Friday 30 October 2009

Myopia in fighting poaching

That poaching is rampant in India is hardly news and it would be an understatement to say that the menace is on the rise. But a recent news about a one-horned rhinoceros being killed at the Rajiv Gandhi Orang Wildlife Sanctuary, on the northern banks of the Brahmaputra, 140 km from Guwahati, gives pause for thought. Two poachers were killed in a shootout with forest guards on October 19. One of them, Harmuj Ali, had been released from jail just 10 days earlier. He was nabbed last June after killing a 25-year-old female rhino in the same park. The number of rhinos killed so far this year in the park has risen to six, with two dying of ‘natural causes’, against the seven in 2008. For all the awareness camps conducted and hi-tech training provided to the guards, such incidents rob the sheen of the India Rhino Vision-2020 programme, a project aimed at the long-term conservation of rhinos in Assam.It would be a tall order to expect the government to curb the demand for rhino horn, ivory, tiger skin and rare reptiles in the international market, but it could certainly increase the quantum and severity of punishment for poaching.
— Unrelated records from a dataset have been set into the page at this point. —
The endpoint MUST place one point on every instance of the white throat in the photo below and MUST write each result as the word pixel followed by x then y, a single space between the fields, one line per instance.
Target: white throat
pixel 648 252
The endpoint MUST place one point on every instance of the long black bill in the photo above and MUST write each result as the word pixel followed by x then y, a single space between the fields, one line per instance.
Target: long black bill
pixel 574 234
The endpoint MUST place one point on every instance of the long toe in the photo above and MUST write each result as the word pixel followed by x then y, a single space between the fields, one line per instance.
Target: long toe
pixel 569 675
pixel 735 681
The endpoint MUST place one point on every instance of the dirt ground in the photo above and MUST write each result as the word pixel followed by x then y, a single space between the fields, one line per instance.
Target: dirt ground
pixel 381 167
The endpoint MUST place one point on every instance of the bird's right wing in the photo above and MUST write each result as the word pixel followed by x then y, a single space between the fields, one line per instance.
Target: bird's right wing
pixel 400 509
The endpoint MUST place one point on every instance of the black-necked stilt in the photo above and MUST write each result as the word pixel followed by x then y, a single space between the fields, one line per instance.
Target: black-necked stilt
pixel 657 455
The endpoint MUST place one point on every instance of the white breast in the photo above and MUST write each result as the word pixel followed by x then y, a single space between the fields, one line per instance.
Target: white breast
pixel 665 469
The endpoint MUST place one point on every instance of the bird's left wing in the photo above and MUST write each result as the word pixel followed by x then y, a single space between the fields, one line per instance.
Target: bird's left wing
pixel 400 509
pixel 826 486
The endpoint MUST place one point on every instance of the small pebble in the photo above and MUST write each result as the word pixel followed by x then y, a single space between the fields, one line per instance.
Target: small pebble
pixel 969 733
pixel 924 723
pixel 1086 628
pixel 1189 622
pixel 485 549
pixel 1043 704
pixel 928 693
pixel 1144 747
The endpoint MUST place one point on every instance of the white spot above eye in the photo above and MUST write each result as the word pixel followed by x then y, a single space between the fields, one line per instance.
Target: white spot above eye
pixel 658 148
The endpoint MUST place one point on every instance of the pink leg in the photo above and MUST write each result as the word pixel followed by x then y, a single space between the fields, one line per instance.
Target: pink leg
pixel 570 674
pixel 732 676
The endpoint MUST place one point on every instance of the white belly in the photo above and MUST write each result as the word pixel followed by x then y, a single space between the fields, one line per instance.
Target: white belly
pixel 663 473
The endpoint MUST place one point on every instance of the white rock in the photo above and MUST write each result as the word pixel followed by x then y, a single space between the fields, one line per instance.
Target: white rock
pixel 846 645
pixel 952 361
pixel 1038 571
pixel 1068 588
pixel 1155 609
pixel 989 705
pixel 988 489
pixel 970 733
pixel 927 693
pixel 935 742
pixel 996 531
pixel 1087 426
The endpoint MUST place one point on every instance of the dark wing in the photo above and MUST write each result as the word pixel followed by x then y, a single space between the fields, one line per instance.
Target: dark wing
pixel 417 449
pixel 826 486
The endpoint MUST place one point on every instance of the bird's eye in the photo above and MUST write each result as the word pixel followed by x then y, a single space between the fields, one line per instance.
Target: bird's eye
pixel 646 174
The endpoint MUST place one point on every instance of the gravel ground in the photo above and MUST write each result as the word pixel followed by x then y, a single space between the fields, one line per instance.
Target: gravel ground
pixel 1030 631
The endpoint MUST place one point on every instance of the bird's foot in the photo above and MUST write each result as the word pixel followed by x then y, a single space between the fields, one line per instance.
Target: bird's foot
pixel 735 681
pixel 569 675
This should be backed by expediting the legal course. Punishment must be quick. Going by the Harmuj Ali experience, four months is small change for the lakhs of rupees a rhino horn fetches in the international market.The case of Harmuj Ali also throws light on the fact that our jails do little to reform a criminal, which is the purpose of these institutions. They serve more as a place for criminals to cool their heels for a while. After they are released they go on the hunt again.Though the government has grander plans for conservation and has tied up with the WWF and International Union for Conservation of Nature, it has failed to address the concerns of the forest guards. Reports say that many of the guards have been working as temporary staff more than two decades. Irregular salaries and non-regularisation of jobs certainly weigh down on the morale of the guards who have threatened suicide if the government fails to recognise their demands.Wildlife protection is a demanding task and the government seems to have realised the importance of it, but it cannot save the remaining endangered animals unless it wins the trust of all parties involved, because the enemy is focused. Greed is, after all, a great motivator.